Force bootstrap from node 0
To force the bootstrap form node 0 follow the following steps.
kubectl -n $INSTANCE_ID scale statefulset mariadb \
--replicas 1
kubectl -n $INSTANCE_ID set env statefulset/mariadb \
-c mariadb-galera \
MARIADB_GALERA_FORCE_SAFETOBOOTSTRAP="yes"
kubectl -n $INSTANCE_ID delete pods -l app.kubernetes.io/name=mariadb-galera
kubectl -n $INSTANCE_ID set env statefulset/mariadb -c mariadb-galera \
MARIADB_GALERA_FORCE_SAFETOBOOTSTRAP="no"
kubectl -n $INSTANCE_ID scale statefulset mariadb \
--replicas 3
Always make sure to disable force bootstrap before scaling a cluster up. |
Force bootstrap from other node than 0
To restart a Galera Cluster, you might need to bootstrap the cluster from another node than 0 (after an ungraceful shutdown). You can basically follow the steps described in the Helm Chart: Bootstraping a node other than 0.
Find Helm release
In order to change Helm Values, you first need to find the Helm release object:
release_name=$(kubectl get compositemariadbinstances.syn.tools $INSTANCE_ID \
-ojsonpath='{.spec.resourceRefs[1].name}')

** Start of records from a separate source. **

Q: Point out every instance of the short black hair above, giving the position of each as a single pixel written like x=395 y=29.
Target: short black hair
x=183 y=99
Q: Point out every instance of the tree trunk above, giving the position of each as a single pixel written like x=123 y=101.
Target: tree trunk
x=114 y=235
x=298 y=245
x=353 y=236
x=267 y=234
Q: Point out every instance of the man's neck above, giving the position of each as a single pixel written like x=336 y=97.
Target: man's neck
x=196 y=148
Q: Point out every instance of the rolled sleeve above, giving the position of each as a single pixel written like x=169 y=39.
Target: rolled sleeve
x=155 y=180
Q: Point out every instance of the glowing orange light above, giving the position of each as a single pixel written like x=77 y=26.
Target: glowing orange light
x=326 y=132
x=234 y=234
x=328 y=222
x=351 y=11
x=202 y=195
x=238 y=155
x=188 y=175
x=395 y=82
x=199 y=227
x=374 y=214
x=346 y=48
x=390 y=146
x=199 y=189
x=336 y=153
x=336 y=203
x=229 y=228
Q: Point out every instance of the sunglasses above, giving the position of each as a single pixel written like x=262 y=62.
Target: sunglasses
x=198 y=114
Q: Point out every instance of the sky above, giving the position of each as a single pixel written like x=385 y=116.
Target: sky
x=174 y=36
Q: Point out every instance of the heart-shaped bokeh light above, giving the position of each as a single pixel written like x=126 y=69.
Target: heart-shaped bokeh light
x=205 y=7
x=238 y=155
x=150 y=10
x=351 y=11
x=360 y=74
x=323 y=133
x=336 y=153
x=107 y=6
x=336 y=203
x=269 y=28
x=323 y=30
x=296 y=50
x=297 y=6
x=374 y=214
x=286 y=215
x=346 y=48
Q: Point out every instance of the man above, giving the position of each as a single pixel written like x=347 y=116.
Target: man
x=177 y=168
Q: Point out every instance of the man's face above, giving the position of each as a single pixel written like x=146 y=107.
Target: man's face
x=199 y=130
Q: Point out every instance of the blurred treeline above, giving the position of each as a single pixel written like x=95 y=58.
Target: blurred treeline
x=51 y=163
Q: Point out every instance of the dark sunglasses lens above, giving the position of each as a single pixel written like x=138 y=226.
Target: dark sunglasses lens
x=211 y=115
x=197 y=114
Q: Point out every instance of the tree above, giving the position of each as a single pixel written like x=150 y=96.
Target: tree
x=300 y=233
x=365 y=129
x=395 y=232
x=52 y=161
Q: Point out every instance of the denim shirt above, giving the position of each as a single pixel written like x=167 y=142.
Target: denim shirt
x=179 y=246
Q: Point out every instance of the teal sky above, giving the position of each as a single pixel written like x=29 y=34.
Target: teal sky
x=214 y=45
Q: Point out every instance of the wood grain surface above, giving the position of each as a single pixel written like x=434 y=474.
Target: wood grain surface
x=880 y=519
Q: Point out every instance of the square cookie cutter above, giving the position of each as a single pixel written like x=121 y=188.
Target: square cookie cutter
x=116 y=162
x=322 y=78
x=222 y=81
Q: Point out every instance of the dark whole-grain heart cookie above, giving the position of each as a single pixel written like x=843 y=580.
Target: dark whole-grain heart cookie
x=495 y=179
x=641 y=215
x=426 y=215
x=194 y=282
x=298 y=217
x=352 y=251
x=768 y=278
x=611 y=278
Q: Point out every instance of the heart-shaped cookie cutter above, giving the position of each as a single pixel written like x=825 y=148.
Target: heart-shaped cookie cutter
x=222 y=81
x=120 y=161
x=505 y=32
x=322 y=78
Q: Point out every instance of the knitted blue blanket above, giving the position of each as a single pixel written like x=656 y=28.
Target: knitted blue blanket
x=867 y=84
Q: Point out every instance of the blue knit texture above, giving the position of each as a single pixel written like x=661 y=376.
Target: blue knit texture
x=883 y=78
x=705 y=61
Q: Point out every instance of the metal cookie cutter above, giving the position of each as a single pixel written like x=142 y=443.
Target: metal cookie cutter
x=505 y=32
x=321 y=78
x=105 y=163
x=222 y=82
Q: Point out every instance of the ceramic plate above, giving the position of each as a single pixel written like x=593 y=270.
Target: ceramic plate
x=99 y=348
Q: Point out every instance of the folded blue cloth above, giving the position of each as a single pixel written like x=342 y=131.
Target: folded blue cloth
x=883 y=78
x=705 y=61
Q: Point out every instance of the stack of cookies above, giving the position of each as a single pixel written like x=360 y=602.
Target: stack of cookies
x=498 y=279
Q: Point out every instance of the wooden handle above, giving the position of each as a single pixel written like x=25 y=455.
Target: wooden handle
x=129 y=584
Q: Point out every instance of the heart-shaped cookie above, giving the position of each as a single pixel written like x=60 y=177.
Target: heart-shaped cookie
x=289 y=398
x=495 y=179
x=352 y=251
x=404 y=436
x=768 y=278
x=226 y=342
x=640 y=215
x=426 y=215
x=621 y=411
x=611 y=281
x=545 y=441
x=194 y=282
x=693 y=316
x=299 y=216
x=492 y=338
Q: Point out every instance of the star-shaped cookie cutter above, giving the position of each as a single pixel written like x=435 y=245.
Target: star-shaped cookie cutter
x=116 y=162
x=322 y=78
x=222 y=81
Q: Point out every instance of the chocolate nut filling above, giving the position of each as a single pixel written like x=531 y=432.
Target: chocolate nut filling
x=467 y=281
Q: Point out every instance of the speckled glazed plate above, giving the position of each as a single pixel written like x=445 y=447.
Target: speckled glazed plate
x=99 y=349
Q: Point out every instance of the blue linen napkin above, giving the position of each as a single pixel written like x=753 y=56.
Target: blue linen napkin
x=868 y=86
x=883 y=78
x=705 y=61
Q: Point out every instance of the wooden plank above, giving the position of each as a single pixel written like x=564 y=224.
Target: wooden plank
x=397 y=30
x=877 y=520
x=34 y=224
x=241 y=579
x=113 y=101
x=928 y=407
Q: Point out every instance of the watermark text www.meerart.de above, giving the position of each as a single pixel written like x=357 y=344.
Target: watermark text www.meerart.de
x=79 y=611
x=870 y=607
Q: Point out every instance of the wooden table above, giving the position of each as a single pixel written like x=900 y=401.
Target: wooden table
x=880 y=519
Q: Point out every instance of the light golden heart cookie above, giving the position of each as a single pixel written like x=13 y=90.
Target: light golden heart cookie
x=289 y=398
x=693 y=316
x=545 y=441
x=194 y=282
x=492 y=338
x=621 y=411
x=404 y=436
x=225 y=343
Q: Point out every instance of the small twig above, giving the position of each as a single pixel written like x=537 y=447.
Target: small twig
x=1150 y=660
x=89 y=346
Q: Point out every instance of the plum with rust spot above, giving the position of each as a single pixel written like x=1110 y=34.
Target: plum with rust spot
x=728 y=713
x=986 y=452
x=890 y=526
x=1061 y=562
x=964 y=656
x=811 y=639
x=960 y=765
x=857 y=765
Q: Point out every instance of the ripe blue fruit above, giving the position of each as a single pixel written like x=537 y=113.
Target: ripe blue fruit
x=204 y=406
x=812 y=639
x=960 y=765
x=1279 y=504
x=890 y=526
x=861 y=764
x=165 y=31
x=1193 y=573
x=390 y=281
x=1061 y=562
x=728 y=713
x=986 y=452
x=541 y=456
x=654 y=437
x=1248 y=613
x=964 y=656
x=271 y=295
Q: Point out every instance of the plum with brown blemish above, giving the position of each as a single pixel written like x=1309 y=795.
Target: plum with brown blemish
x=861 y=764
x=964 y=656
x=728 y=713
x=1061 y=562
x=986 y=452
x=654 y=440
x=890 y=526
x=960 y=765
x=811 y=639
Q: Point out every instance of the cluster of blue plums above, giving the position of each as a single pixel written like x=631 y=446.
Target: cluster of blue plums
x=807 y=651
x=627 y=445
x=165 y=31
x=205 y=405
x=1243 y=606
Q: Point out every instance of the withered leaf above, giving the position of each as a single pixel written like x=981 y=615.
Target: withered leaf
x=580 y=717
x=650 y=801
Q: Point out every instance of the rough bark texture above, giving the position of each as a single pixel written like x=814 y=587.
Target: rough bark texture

kubectl get releases.helm.crossplane.io $release_name
NAME CHART VERSION SYNCED READY STATE REVISION DESCRIPTION AGE
f1600418-cf59-4ec0-b4d9-d0270559dbcf-4xp5n mariadb-galera 5.2.1 True True deployed 19 Upgrade complete 14d
Change Helm release values
To change values for the safe bootstraping edit this release and set the values based on your findings (node number to bootstrap from and the podManagementPolicy
.
As you can’t change a StatefulSet
, first delete the mariadb StatefulSet
and then apply your changes to the release object (this will recreate the StatefulSet
again).
kubectl -n $INSTANCE_ID delete statefulset mariadb --cascade=orphan
Now edit the release:
kubectl edit releases.helm.crossplane.io $release_name
Add the following elements to the helm release. Node 2 is used an example to bootstrap from:
galera:
bootstrap:
bootstrapFromNode: 2
forceSafeToBootstrap: true
podManagementPolicy: Parallel
When your cluster is up and running again (all 3 pods ready), first scale down to 1 replica and wait until only one Pod remains and then scale down to 0 replicas. This makes sure that you can bootstrap from the first node again:
# Scale to 1 replica
kubectl -n $INSTANCE_ID scale statefulset mariadb \
--replicas 1
# Wait
# Scale to 0 replica
kubectl -n $INSTANCE_ID scale statefulset mariadb \
--replicas 0
Delete the StatefulSet
again:
kubectl -n $INSTANCE_ID delete statefulset mariadb --cascade=orphan
Reverse your changes in the helm release. Now the Galera service should start again without errors.